From my experience JRuby 1.3 and the Glassfish Gem were always faster
than
passenger or mongrel.
Joe
Thanks for turning me on to Apache Bench…I was using httperf and
getting confusing results. I’ve got both the glassfish gem and
glassfish server v3 installed on my system and I think me tinkering
with both of them might have borked them. After I gave up on trying
to get glassfish server working, I was able to get the gem to respond
roughly as fast as Ruby 1.9 running webrick.
Now, both jRuby and Ruby1.9 are multitudes faster than Ruby1.8. On my
system though, Ruby1.9 fronted by passenger is definitely the fastest
option right now.
Still, it’s awesome to have all these different deployment options
available!
On Mon, Jun 22, 2009 at 9:56 AM, Marlon M.[email protected] wrote:
available!
We’ve really only scratched the surface of optimizing JRuby’s core for
frameworks like Rails, and I suspect a lot more will come in the
future.

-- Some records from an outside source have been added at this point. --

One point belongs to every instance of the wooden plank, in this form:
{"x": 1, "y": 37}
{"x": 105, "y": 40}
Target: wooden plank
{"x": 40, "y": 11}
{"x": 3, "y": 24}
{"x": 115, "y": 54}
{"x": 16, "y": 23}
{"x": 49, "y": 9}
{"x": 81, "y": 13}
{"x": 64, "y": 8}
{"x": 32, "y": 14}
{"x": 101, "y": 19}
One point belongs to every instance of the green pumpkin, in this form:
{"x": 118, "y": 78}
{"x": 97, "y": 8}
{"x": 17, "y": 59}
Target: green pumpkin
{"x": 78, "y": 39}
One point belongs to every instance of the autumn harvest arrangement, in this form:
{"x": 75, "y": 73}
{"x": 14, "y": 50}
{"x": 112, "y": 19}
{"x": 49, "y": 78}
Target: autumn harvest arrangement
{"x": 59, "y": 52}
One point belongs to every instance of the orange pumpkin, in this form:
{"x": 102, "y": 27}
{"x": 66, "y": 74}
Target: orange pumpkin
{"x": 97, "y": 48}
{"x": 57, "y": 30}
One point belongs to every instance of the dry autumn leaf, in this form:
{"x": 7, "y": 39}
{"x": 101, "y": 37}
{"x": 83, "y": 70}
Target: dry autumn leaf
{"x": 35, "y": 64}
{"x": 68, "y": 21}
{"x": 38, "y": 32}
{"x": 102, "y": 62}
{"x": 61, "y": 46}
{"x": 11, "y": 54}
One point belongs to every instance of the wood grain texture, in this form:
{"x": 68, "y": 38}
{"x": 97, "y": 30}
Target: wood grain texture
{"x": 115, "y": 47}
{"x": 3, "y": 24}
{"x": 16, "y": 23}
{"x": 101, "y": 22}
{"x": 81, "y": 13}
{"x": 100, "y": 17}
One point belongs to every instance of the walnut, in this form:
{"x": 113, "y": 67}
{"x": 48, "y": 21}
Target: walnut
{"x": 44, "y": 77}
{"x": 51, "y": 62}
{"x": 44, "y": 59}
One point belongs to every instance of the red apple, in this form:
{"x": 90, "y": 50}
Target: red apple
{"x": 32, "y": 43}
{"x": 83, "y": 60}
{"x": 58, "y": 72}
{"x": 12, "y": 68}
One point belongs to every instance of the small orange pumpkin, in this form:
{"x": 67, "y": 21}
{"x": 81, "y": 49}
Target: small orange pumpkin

We didn’t consistently run Rails faster than MRI until the 1.2
release a few months ago, so the fact that we post consistently better
numbers now is very promising.
If you have any specific areas that appear to be slower under JRuby,
we would very much like to hear about them. But it sounds like you’ve
managed to get the solid performance you were hoping for, and we’ll
continue to improve in the future
One thing that’s useful to note about JRuby versus Ruby 1.9: There’s
no way to run a single instance of Ruby 1.9 for an entire multi-core
box, since it does not yet run threads concurrently. So that’s one
advantage we have (above and beyond the JVM and Java ecosystem).